Mi amor por la obra de la artista Petrona Viera (1895-1960) no es nuevo. Como tampoco es una novedad que su notable sensibilidad y su pasión por la pintura la llevaran a ser la primera pintora uruguaya profesional, guiada de la mano de sus maestros Vicente Puig, Guillermo Laborde y Guillermo Rodríguez a través de las líneas del planismo.

Ciertamente su lugar en la vida dotó a su particular mirada de aspectos que no compartían otros colegas generacionales: sorda desde los dos años debido a una meningitis, creció rodeada de una familia numerosa que en un momento supo ser la del Presidente de la República. Para quienes les interese, hay muchos más datos aquí.

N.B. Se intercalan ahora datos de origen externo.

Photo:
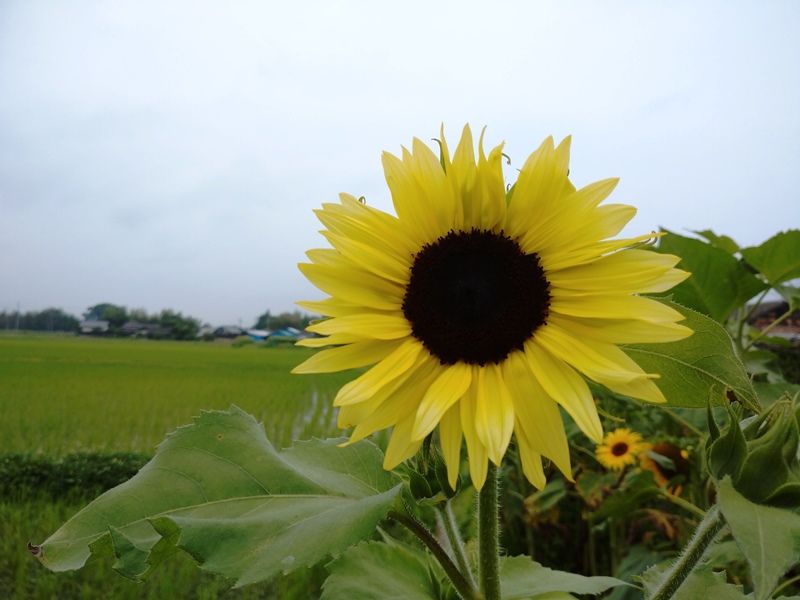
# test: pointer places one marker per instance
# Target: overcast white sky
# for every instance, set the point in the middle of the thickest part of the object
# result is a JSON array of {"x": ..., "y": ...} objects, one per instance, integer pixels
[{"x": 169, "y": 154}]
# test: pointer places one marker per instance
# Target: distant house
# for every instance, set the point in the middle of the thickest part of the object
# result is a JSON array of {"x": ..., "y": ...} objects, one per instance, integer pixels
[
  {"x": 229, "y": 331},
  {"x": 258, "y": 335},
  {"x": 205, "y": 331},
  {"x": 93, "y": 326},
  {"x": 288, "y": 333},
  {"x": 768, "y": 312}
]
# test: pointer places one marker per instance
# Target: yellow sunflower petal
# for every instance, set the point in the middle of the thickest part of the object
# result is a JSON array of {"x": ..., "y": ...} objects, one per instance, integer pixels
[
  {"x": 490, "y": 187},
  {"x": 355, "y": 414},
  {"x": 367, "y": 225},
  {"x": 604, "y": 363},
  {"x": 369, "y": 325},
  {"x": 531, "y": 460},
  {"x": 464, "y": 173},
  {"x": 639, "y": 271},
  {"x": 537, "y": 414},
  {"x": 387, "y": 370},
  {"x": 607, "y": 306},
  {"x": 372, "y": 259},
  {"x": 494, "y": 412},
  {"x": 330, "y": 340},
  {"x": 355, "y": 355},
  {"x": 478, "y": 457},
  {"x": 354, "y": 285},
  {"x": 393, "y": 406},
  {"x": 401, "y": 447},
  {"x": 409, "y": 201},
  {"x": 567, "y": 388},
  {"x": 621, "y": 331},
  {"x": 596, "y": 360},
  {"x": 445, "y": 391},
  {"x": 453, "y": 211}
]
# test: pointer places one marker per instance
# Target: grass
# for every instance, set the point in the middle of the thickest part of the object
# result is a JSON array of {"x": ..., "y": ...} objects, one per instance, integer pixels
[
  {"x": 22, "y": 578},
  {"x": 63, "y": 394},
  {"x": 69, "y": 394}
]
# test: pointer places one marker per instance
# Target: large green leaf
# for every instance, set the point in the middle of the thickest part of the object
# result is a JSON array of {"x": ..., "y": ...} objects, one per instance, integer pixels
[
  {"x": 768, "y": 537},
  {"x": 219, "y": 490},
  {"x": 522, "y": 579},
  {"x": 778, "y": 258},
  {"x": 723, "y": 242},
  {"x": 378, "y": 571},
  {"x": 701, "y": 367},
  {"x": 703, "y": 582},
  {"x": 719, "y": 282}
]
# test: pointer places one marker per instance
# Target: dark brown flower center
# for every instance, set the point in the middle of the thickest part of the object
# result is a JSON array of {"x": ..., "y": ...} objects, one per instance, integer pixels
[
  {"x": 475, "y": 296},
  {"x": 619, "y": 449}
]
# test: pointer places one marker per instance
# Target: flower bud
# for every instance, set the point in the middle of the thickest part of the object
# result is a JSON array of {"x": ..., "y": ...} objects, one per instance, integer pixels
[{"x": 760, "y": 454}]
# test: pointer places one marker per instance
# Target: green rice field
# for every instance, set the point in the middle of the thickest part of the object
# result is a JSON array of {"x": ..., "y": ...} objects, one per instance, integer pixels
[{"x": 66, "y": 394}]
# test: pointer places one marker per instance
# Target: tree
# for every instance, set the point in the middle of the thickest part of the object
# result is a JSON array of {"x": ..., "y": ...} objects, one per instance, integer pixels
[
  {"x": 116, "y": 315},
  {"x": 294, "y": 319}
]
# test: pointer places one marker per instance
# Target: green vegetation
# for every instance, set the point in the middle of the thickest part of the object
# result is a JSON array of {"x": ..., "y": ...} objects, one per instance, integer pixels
[{"x": 62, "y": 395}]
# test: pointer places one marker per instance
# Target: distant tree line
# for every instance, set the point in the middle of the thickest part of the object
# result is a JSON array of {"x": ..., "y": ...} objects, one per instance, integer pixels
[
  {"x": 49, "y": 319},
  {"x": 294, "y": 319},
  {"x": 168, "y": 324}
]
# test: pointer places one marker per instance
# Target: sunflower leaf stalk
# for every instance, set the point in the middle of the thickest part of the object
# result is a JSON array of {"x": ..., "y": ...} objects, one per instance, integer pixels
[
  {"x": 489, "y": 536},
  {"x": 705, "y": 533}
]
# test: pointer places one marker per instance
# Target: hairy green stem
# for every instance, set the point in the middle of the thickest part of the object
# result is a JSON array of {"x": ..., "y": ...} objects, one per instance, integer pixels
[
  {"x": 463, "y": 587},
  {"x": 488, "y": 536},
  {"x": 456, "y": 543},
  {"x": 769, "y": 328},
  {"x": 685, "y": 504},
  {"x": 679, "y": 419},
  {"x": 744, "y": 316},
  {"x": 705, "y": 533}
]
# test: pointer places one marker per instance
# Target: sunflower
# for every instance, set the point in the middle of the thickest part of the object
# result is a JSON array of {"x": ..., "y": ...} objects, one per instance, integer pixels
[
  {"x": 662, "y": 473},
  {"x": 620, "y": 448},
  {"x": 482, "y": 309}
]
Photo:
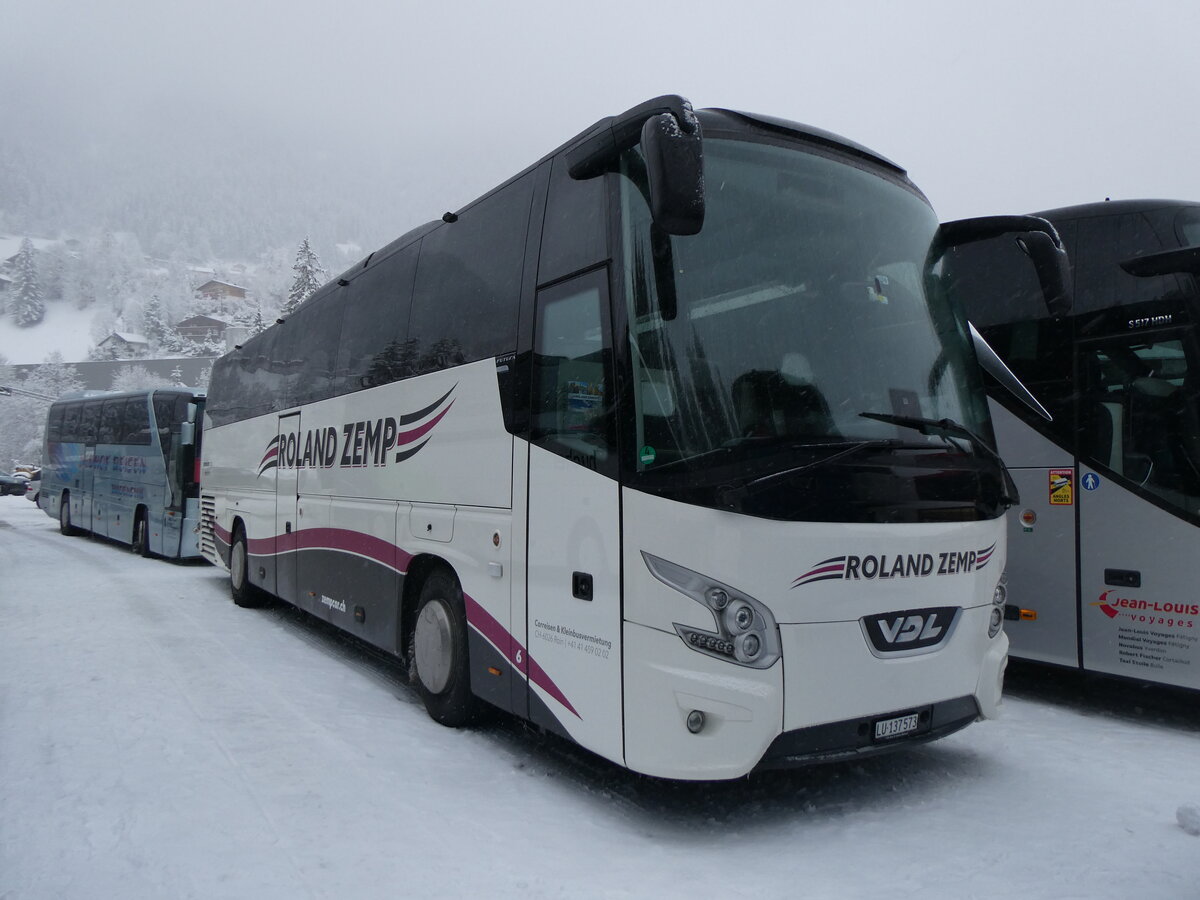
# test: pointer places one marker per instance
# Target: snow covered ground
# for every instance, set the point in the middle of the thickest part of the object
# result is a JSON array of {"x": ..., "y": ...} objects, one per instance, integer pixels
[
  {"x": 64, "y": 330},
  {"x": 159, "y": 742}
]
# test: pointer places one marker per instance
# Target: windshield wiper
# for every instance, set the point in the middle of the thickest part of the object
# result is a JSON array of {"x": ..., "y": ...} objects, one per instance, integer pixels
[
  {"x": 731, "y": 492},
  {"x": 949, "y": 429}
]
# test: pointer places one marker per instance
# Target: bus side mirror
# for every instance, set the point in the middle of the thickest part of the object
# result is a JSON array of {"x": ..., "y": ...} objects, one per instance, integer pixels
[
  {"x": 675, "y": 169},
  {"x": 1035, "y": 235},
  {"x": 1053, "y": 268}
]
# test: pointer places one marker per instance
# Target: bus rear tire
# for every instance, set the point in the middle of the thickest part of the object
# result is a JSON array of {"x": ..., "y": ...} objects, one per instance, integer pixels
[
  {"x": 141, "y": 543},
  {"x": 65, "y": 526},
  {"x": 438, "y": 657},
  {"x": 244, "y": 594}
]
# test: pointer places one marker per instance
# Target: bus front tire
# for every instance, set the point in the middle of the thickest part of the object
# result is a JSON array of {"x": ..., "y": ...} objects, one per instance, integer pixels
[
  {"x": 438, "y": 658},
  {"x": 65, "y": 526},
  {"x": 141, "y": 543},
  {"x": 244, "y": 594}
]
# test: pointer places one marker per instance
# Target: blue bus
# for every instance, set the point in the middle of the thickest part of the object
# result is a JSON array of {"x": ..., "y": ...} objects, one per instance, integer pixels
[{"x": 126, "y": 466}]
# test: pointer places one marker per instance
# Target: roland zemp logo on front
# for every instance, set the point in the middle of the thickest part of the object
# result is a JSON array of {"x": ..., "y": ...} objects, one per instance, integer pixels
[{"x": 909, "y": 633}]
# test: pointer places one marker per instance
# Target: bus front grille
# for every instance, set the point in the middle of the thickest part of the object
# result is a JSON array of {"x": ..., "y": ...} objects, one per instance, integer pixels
[{"x": 208, "y": 519}]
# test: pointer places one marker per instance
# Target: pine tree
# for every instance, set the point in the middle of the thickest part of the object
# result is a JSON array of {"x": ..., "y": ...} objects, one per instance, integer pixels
[
  {"x": 310, "y": 275},
  {"x": 27, "y": 306},
  {"x": 154, "y": 324}
]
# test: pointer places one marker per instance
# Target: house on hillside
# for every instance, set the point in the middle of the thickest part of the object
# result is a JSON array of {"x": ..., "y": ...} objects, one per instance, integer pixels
[
  {"x": 201, "y": 328},
  {"x": 221, "y": 291},
  {"x": 124, "y": 345}
]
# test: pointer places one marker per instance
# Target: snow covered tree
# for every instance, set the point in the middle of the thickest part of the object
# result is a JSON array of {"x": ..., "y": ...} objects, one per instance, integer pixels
[
  {"x": 23, "y": 419},
  {"x": 154, "y": 323},
  {"x": 137, "y": 377},
  {"x": 25, "y": 306},
  {"x": 310, "y": 275},
  {"x": 252, "y": 319}
]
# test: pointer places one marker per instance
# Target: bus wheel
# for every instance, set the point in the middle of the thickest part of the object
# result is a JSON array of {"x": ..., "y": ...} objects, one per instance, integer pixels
[
  {"x": 65, "y": 526},
  {"x": 438, "y": 652},
  {"x": 244, "y": 593},
  {"x": 141, "y": 544}
]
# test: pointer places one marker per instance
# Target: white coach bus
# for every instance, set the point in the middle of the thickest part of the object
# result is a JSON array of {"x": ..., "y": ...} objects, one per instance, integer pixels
[{"x": 671, "y": 444}]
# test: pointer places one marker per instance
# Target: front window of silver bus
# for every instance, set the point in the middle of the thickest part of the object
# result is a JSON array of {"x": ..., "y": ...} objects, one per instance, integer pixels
[{"x": 778, "y": 359}]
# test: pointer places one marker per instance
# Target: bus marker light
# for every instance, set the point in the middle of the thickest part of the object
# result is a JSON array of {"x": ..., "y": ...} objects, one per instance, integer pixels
[{"x": 996, "y": 623}]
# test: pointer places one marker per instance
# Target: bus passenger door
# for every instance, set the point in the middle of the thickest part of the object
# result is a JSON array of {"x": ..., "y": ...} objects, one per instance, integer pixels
[
  {"x": 574, "y": 615},
  {"x": 286, "y": 504},
  {"x": 1041, "y": 543},
  {"x": 1139, "y": 498},
  {"x": 83, "y": 515}
]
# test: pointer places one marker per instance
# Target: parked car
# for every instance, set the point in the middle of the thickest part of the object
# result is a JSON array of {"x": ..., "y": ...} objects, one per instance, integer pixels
[{"x": 11, "y": 484}]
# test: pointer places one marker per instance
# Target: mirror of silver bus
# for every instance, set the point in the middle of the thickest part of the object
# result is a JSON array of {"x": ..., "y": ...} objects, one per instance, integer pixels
[
  {"x": 1182, "y": 261},
  {"x": 672, "y": 147},
  {"x": 1035, "y": 235},
  {"x": 675, "y": 169}
]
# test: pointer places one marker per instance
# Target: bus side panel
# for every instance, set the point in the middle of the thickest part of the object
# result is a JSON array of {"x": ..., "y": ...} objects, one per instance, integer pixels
[
  {"x": 1042, "y": 573},
  {"x": 1042, "y": 557},
  {"x": 1150, "y": 630},
  {"x": 574, "y": 603},
  {"x": 480, "y": 552},
  {"x": 348, "y": 565},
  {"x": 239, "y": 473}
]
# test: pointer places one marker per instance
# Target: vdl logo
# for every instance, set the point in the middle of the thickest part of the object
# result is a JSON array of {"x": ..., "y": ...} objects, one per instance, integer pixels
[{"x": 910, "y": 631}]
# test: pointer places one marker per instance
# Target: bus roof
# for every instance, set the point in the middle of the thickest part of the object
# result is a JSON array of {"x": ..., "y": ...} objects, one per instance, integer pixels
[{"x": 1111, "y": 208}]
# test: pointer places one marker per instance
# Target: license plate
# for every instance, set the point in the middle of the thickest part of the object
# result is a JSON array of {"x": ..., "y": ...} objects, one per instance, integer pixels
[{"x": 897, "y": 727}]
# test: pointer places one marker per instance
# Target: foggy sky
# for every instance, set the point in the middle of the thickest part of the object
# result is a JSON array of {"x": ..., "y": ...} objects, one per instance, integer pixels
[{"x": 991, "y": 107}]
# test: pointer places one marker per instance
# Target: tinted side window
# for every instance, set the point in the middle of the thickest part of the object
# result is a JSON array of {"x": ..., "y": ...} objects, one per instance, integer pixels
[
  {"x": 71, "y": 423},
  {"x": 574, "y": 234},
  {"x": 163, "y": 414},
  {"x": 997, "y": 285},
  {"x": 136, "y": 421},
  {"x": 1102, "y": 245},
  {"x": 54, "y": 424},
  {"x": 373, "y": 348},
  {"x": 573, "y": 407},
  {"x": 89, "y": 421},
  {"x": 468, "y": 281},
  {"x": 109, "y": 421},
  {"x": 316, "y": 327},
  {"x": 280, "y": 365}
]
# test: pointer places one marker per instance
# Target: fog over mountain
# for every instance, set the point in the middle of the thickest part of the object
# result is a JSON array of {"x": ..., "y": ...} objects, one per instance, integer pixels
[
  {"x": 195, "y": 179},
  {"x": 227, "y": 133}
]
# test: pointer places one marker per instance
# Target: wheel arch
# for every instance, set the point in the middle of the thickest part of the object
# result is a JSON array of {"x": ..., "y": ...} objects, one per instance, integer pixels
[{"x": 419, "y": 569}]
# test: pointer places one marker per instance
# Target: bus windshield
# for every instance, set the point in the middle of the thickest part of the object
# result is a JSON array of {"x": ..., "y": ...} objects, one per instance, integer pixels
[{"x": 804, "y": 303}]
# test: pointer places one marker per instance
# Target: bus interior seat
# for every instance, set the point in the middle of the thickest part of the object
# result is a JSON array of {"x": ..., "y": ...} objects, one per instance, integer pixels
[{"x": 771, "y": 403}]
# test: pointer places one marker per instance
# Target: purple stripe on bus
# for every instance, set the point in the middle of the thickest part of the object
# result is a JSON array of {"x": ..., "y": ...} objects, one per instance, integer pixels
[
  {"x": 340, "y": 539},
  {"x": 336, "y": 539},
  {"x": 490, "y": 628},
  {"x": 408, "y": 437}
]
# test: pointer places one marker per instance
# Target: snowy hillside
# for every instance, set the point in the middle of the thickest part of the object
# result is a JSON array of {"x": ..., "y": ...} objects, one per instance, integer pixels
[
  {"x": 160, "y": 742},
  {"x": 65, "y": 330}
]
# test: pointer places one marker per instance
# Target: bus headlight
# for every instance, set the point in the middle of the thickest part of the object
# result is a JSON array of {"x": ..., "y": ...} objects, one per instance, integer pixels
[
  {"x": 997, "y": 622},
  {"x": 1000, "y": 595},
  {"x": 745, "y": 631},
  {"x": 999, "y": 598}
]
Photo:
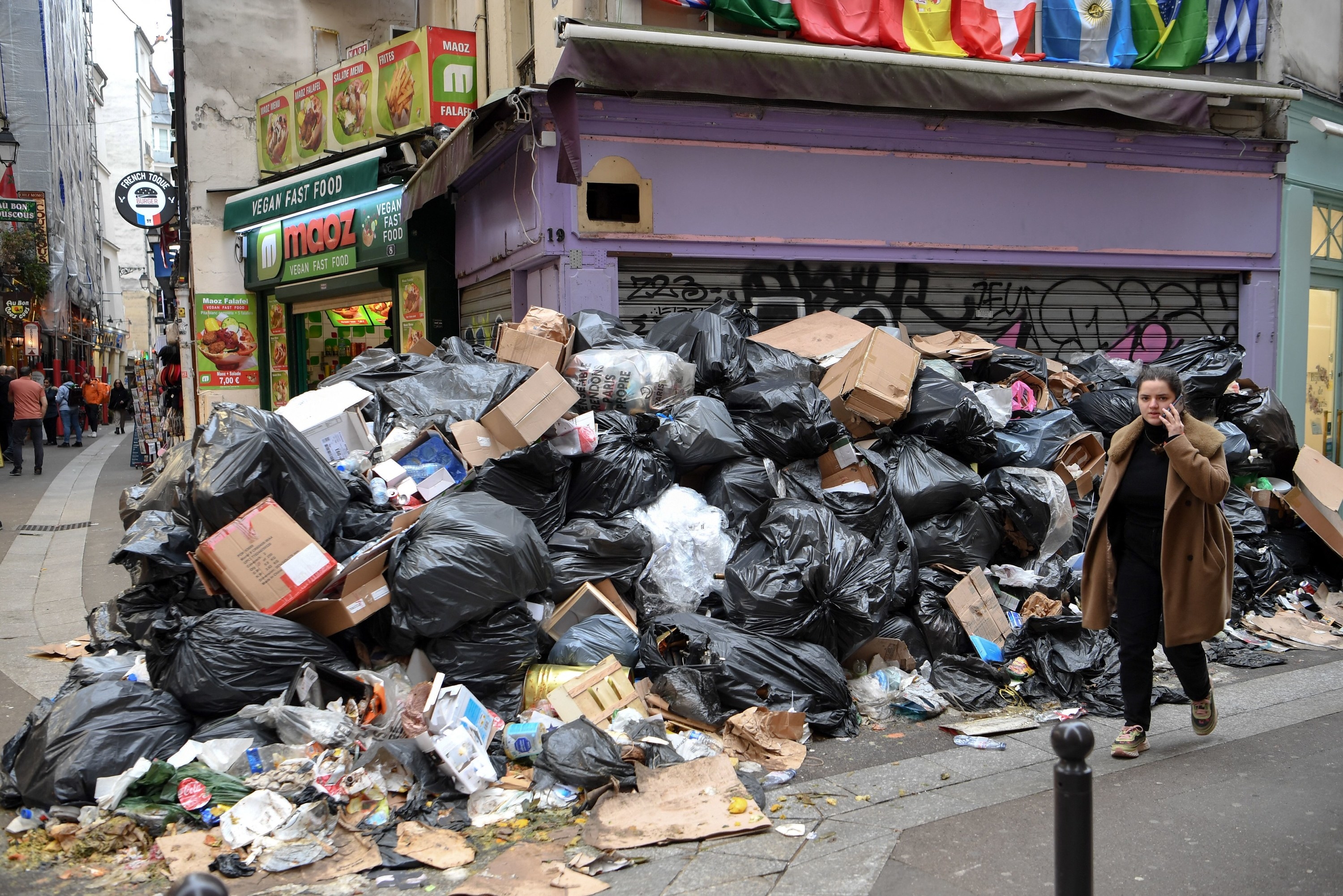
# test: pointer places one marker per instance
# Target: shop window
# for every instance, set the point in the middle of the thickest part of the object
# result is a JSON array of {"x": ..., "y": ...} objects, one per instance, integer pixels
[
  {"x": 614, "y": 198},
  {"x": 1327, "y": 233}
]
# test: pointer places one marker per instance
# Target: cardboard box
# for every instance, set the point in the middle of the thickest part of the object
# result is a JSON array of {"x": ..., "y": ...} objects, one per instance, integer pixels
[
  {"x": 975, "y": 605},
  {"x": 519, "y": 419},
  {"x": 363, "y": 593},
  {"x": 266, "y": 561},
  {"x": 825, "y": 336},
  {"x": 590, "y": 601},
  {"x": 875, "y": 379},
  {"x": 1086, "y": 452},
  {"x": 512, "y": 344},
  {"x": 331, "y": 419}
]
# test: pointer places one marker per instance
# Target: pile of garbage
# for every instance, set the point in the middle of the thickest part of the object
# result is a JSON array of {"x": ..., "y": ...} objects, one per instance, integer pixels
[{"x": 456, "y": 601}]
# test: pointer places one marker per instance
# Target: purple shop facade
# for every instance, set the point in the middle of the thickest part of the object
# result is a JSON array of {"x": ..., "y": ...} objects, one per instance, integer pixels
[{"x": 1057, "y": 238}]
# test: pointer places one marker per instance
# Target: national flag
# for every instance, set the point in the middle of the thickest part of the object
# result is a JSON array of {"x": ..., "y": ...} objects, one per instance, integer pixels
[
  {"x": 920, "y": 26},
  {"x": 996, "y": 29},
  {"x": 1169, "y": 34},
  {"x": 1236, "y": 30},
  {"x": 1096, "y": 33},
  {"x": 759, "y": 14}
]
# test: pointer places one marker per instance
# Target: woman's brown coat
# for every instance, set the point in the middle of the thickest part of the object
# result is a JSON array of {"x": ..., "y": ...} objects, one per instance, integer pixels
[{"x": 1197, "y": 549}]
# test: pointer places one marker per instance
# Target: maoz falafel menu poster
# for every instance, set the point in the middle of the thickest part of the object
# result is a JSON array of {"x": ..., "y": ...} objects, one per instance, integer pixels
[{"x": 226, "y": 340}]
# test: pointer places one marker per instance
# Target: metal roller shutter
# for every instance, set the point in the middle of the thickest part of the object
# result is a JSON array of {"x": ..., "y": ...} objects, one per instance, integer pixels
[
  {"x": 485, "y": 305},
  {"x": 1055, "y": 312}
]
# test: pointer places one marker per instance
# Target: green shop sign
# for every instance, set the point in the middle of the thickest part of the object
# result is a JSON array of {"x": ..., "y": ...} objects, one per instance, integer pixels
[
  {"x": 331, "y": 239},
  {"x": 293, "y": 195}
]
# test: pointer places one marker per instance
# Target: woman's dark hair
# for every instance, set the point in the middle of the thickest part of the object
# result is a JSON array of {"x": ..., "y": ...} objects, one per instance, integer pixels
[{"x": 1161, "y": 374}]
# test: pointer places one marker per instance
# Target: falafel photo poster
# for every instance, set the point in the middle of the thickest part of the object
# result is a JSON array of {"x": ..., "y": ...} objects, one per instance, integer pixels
[
  {"x": 226, "y": 340},
  {"x": 410, "y": 294}
]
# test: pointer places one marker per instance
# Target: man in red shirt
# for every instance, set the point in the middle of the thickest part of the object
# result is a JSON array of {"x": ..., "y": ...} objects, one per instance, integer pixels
[{"x": 30, "y": 406}]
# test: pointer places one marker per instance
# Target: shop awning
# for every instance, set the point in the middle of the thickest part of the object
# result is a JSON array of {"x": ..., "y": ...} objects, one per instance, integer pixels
[
  {"x": 344, "y": 179},
  {"x": 632, "y": 58}
]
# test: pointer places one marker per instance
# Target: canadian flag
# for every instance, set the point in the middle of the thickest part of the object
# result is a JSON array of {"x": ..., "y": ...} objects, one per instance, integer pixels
[{"x": 996, "y": 29}]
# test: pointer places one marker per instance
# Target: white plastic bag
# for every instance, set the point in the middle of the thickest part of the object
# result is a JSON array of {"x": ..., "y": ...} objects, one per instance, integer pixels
[
  {"x": 691, "y": 546},
  {"x": 629, "y": 379}
]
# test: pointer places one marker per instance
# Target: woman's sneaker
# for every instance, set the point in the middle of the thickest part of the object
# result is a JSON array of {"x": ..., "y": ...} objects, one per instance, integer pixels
[
  {"x": 1130, "y": 742},
  {"x": 1202, "y": 715}
]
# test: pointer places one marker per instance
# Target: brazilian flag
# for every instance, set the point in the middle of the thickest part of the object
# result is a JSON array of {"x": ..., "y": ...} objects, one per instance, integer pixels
[
  {"x": 759, "y": 14},
  {"x": 1169, "y": 34}
]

Sin embargo, la evocación de Petrona Viera hoy tiene que ver con la emoción que me produjeron sus obras cuando las vi en el Museo de Artes Visuales no hace mucho. Resulta que el Museo, en su afán de sacudir las telarañas, desempolvó una serie de buenísimas obras pertenecientes a su acervo, y por razones de espacio, siempre guardadas. Y allí estaba Petrona. Estoy acostumbrada a ver su obra cada tanto: en la muestra del Zorrilla hace dos años, en el cuadro que mi tía tiene sobre el hogar, o en el grabado de pájaros que es el favorito de mi abuela.
Solo que esta vez me pegó, como algo totalmente moderno. Me recordó a varias de las producciones de moda que vi en la Vogue Italia, por ejemplo. Su exquisita estética, fuertemente constitutiva de nuestra identidad, está allí para ser tomada, reproducida, mezclada.